How can you know us if you don't count us? Estimates tell us that about 6% of the people with metastatic breast cancer were stage 4 from the start, which means the vast majority were once diagnosed at earlier stages. This is an accepted statistic, recently repeated here by the American Cancer Society. But what about the rest of the people with metastatic breast cancer - do we know much, statistically, about them? For me, the five-year survival statistics in breast cancer are particularly telling. The current data say that 89.9% of people diagnosed with breast cancer are alive at five years, but because recurrence data are not collected we don't know how many of that 89.9% are living with stage 4 breast cancer. Though factually correct, the data misleads us. Since SEER doesn't track cancer recurrences, including metastatic spread, a person who was stage 2 is always stage 2, even if she is alive at five years with metastatic progression that will eventually cause death.

How do we know what's working if we're not tracking patients? One of the shortcomings of the SEER Registry is that because it doesn't track recurrences, and therefore doesn't reveal when patients recur with metastatic disease nor how long they live, the data collected and shared does not provide a complete picture. For instance, it can't tell us what percentage of people diagnosed with early-stage breast cancer progress to metastatic breast cancer. The American Society of Clinical Oncology is precise in that regard, stating: "More research is needed to determine how many people with non-metastatic breast cancer later develop metastatic breast cancer." If patients were counted by cancer specifics, including recurrence and treatment over time, we'd have a clearer picture of what is actually happening with breast cancer. This method of not following patients made sense when SEER first started collecting data, but the data collection needs to take advantage of modern technology. I was recently on Capitol Hill with Metavivor asking for Congress to make this better data collection a reality.

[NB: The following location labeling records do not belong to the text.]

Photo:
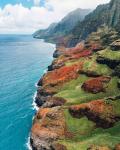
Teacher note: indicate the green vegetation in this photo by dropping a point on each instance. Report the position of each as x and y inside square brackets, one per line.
[96, 69]
[109, 54]
[78, 127]
[74, 94]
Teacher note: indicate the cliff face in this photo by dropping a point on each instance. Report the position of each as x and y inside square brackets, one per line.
[63, 27]
[79, 97]
[108, 14]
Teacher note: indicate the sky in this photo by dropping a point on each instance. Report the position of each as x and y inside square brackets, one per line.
[27, 16]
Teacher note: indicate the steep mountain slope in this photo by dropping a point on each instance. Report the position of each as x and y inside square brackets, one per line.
[108, 14]
[64, 26]
[79, 97]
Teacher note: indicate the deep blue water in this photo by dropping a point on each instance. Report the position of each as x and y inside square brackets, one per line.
[22, 62]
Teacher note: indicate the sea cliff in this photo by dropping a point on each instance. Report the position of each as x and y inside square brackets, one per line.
[79, 97]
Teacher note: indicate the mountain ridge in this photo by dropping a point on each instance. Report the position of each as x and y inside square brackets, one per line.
[64, 26]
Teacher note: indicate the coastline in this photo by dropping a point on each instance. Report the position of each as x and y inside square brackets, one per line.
[69, 99]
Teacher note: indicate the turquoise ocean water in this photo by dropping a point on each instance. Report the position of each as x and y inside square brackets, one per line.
[22, 62]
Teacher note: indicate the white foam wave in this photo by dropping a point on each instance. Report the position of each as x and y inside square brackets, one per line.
[28, 144]
[35, 107]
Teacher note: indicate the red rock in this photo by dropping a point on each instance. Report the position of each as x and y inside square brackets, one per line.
[49, 125]
[95, 147]
[98, 111]
[117, 147]
[96, 85]
[62, 75]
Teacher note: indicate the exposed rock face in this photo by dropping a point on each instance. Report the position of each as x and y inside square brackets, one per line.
[115, 45]
[94, 147]
[79, 97]
[59, 29]
[117, 71]
[51, 128]
[117, 147]
[96, 85]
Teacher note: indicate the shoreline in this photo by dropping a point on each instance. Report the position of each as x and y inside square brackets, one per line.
[73, 96]
[34, 103]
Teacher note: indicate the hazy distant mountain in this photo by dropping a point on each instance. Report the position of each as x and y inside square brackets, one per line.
[108, 14]
[64, 26]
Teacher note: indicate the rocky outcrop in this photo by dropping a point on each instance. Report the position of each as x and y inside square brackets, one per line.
[49, 125]
[96, 85]
[98, 111]
[94, 147]
[78, 98]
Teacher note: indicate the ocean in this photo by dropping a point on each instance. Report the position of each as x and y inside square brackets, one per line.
[23, 61]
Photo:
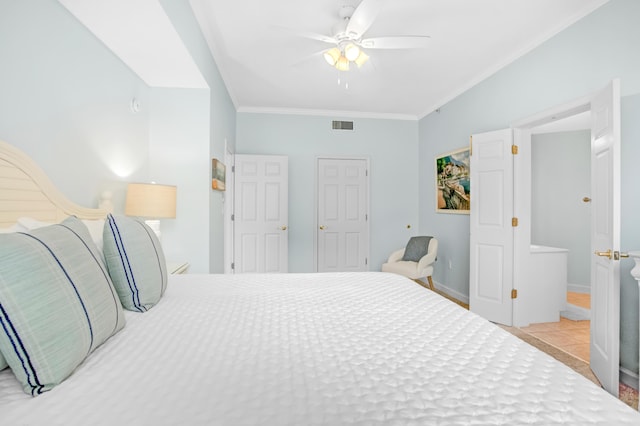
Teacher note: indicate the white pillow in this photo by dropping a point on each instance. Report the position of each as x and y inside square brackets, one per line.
[14, 228]
[58, 303]
[95, 228]
[135, 261]
[30, 223]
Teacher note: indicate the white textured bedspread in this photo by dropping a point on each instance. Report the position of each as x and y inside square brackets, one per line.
[313, 349]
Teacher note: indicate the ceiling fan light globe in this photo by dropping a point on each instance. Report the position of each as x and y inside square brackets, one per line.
[332, 56]
[351, 51]
[361, 59]
[342, 64]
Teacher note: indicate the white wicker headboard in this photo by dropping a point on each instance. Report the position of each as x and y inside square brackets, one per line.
[25, 191]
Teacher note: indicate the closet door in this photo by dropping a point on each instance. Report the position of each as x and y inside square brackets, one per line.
[261, 214]
[342, 234]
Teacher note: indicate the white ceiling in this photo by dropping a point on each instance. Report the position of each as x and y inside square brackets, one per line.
[268, 65]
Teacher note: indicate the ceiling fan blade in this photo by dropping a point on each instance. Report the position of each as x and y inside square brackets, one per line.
[363, 17]
[319, 37]
[396, 42]
[305, 34]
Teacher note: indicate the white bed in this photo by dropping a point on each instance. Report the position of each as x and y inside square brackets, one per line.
[308, 349]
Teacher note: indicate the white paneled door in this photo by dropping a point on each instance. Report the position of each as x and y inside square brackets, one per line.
[261, 214]
[342, 229]
[491, 239]
[605, 236]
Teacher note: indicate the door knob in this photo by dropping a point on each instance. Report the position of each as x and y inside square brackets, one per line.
[604, 253]
[618, 255]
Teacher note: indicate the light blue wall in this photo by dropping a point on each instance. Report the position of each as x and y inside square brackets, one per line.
[64, 100]
[560, 179]
[179, 155]
[390, 145]
[576, 62]
[222, 118]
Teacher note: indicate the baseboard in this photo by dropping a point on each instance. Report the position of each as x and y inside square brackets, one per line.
[629, 378]
[453, 293]
[579, 288]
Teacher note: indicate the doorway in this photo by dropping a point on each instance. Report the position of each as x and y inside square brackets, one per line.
[503, 274]
[560, 229]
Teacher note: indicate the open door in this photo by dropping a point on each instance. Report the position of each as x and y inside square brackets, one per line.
[491, 256]
[605, 236]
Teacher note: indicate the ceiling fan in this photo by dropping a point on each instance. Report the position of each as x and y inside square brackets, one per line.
[348, 35]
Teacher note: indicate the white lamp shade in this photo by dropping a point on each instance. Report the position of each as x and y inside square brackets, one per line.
[151, 200]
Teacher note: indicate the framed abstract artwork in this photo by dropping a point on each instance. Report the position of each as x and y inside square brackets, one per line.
[453, 191]
[218, 175]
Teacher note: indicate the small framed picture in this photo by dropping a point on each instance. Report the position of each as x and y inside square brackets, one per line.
[453, 192]
[218, 175]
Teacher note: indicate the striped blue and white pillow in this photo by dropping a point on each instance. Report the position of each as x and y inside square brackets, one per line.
[135, 261]
[57, 303]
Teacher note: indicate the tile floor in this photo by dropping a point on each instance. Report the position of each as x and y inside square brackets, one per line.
[570, 336]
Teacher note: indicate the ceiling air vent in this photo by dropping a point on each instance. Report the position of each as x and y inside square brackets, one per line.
[342, 125]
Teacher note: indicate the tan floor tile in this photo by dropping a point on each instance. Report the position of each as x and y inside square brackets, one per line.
[579, 299]
[579, 351]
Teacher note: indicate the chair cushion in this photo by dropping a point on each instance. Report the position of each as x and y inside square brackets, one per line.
[408, 269]
[416, 248]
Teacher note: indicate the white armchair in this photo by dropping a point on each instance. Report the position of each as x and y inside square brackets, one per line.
[411, 268]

Is this a case of bad data in/bad results out? If you don't know how many people are living with metastatic disease, how many early-stage breast cancer patients develop metastases, when their cancer became metastatic, or how long they've lived with metastases, then you're missing crucial pieces of information. The statistics matter because they influence what kind of research gets funded, help oncologists know what to say when a patient asks about her chances of cancer returning, and help those already living with metastatic breast cancer by counting them in a meaningful way.

Good research, life-saving research, demands the best data. The American Cancer Society report showed some alarming news about breast cancer, including the fact that the decline in the death rate has slowed over time. Since estimates tell us that about 42,000 women and men in the United States will die from breast cancer this year - a number that has remained largely unchanged for decades - the clock on better data collection is ticking.